The expired clearance items were things such as household cleaners, hair color, school supplies and even snacks. In one store, there wasn’t one aisle where all of the sales tags were current.
In all, we bought 28 items that had the wrong tags and were overcharged for everything except one item.
We were charged $10 more for protein powder, $23 more for joint care, and for 14 items where you had to buy two to get the deal, we were charged full price for all of them.
All together the mistakes had us paying $95.64 more than we should have been charged.
One Walgreens clerk admitted they don’t always get the deals down in time.
“If you’ve got a tag and it was expired and you didn’t get the sale price, I would have adjusted it for you,” she said.
Dave Brennan is a marketing professor at the University of St.
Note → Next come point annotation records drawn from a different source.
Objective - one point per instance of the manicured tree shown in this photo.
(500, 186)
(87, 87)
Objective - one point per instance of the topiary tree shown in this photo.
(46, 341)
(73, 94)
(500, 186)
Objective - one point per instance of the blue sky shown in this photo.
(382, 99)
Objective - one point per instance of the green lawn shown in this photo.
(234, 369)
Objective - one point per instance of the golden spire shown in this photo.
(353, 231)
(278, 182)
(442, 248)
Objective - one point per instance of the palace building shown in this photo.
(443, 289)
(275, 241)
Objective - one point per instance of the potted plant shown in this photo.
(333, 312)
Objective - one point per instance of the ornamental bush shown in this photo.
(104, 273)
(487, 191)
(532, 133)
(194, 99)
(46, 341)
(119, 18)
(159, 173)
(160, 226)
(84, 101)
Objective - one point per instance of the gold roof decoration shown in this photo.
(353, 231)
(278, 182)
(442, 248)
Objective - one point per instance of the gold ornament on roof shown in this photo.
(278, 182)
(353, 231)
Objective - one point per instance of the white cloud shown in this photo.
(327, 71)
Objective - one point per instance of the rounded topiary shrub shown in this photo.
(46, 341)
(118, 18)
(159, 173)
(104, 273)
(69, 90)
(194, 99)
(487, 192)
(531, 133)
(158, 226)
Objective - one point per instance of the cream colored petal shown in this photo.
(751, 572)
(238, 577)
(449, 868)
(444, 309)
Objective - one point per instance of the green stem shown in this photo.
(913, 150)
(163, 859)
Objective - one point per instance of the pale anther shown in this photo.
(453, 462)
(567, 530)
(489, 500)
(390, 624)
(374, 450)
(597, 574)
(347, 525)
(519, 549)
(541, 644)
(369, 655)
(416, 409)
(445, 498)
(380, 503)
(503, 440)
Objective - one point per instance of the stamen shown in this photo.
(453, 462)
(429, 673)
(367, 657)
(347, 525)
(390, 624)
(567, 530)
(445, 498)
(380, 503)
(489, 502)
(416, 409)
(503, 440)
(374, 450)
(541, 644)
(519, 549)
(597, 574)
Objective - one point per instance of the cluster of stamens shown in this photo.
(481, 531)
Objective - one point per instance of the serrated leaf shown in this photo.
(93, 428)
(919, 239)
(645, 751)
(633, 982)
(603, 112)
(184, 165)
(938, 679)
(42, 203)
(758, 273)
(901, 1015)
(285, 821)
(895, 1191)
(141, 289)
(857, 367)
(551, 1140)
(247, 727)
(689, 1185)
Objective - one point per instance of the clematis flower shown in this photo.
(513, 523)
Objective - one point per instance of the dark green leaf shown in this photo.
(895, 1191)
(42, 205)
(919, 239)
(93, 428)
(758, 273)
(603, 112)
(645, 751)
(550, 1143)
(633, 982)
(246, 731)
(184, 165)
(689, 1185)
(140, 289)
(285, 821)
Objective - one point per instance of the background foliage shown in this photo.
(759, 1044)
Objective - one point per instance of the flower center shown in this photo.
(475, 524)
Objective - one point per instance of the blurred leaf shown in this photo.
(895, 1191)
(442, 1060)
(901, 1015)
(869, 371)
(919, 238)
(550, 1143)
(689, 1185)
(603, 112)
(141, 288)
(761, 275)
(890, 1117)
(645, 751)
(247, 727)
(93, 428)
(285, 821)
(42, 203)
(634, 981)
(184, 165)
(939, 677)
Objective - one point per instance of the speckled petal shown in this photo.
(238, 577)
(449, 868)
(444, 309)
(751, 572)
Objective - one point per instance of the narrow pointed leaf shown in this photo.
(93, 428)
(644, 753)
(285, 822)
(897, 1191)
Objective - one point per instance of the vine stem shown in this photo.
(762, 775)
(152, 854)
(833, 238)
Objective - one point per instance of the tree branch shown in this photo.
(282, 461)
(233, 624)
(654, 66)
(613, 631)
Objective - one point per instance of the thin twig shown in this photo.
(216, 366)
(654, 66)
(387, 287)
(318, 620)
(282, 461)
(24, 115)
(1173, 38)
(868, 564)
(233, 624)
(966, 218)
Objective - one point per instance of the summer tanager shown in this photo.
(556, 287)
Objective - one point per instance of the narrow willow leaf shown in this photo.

Thomas.
“I think that if the clerks and other people in the store are aware of the problem, they should go ahead and correct it,” Brennan said.
He calls what’s happening with Walgreens a systematic problem that needs to be fixed, fast.
This spring, the Missouri attorney general filed a lawsuit against Walgreens for failing to ensure a customer pays the advertised price. A California court fined the chain more than a $1 million but in three other states shopping tests like ours found the problem is still going on.
“I don’t think that Walgreens has handled this thing well at all,” Brennan said.
He believes customers could start shopping elsewhere.
“We do have to keep a close eye on things but in truth people don’t always have the time,” one customer said.
Until things change, double-checking the prices may be the only way to tell.
“It’s my money. I better watch it,” another customer said.
In a statement Walgreens said:
“We have a 112-year history of acting in our customers’ best interests and earning their trust. That will continue to be our focus in all areas. We always seek to continuously improve, and we welcome feedback on areas where we are not meeting customer expectations. If a customer believes they were charged incorrectly, we are happy to resolve it. Our policy is to honor the lowest advertised or displayed price. If a customer informs our team member of a lower displayed price, we honor the lower price, even in instances when the sale has expired.”
The Minnesota attorney general is aware of the pricing problems. The office wants to hear from you if you’ve been overcharged.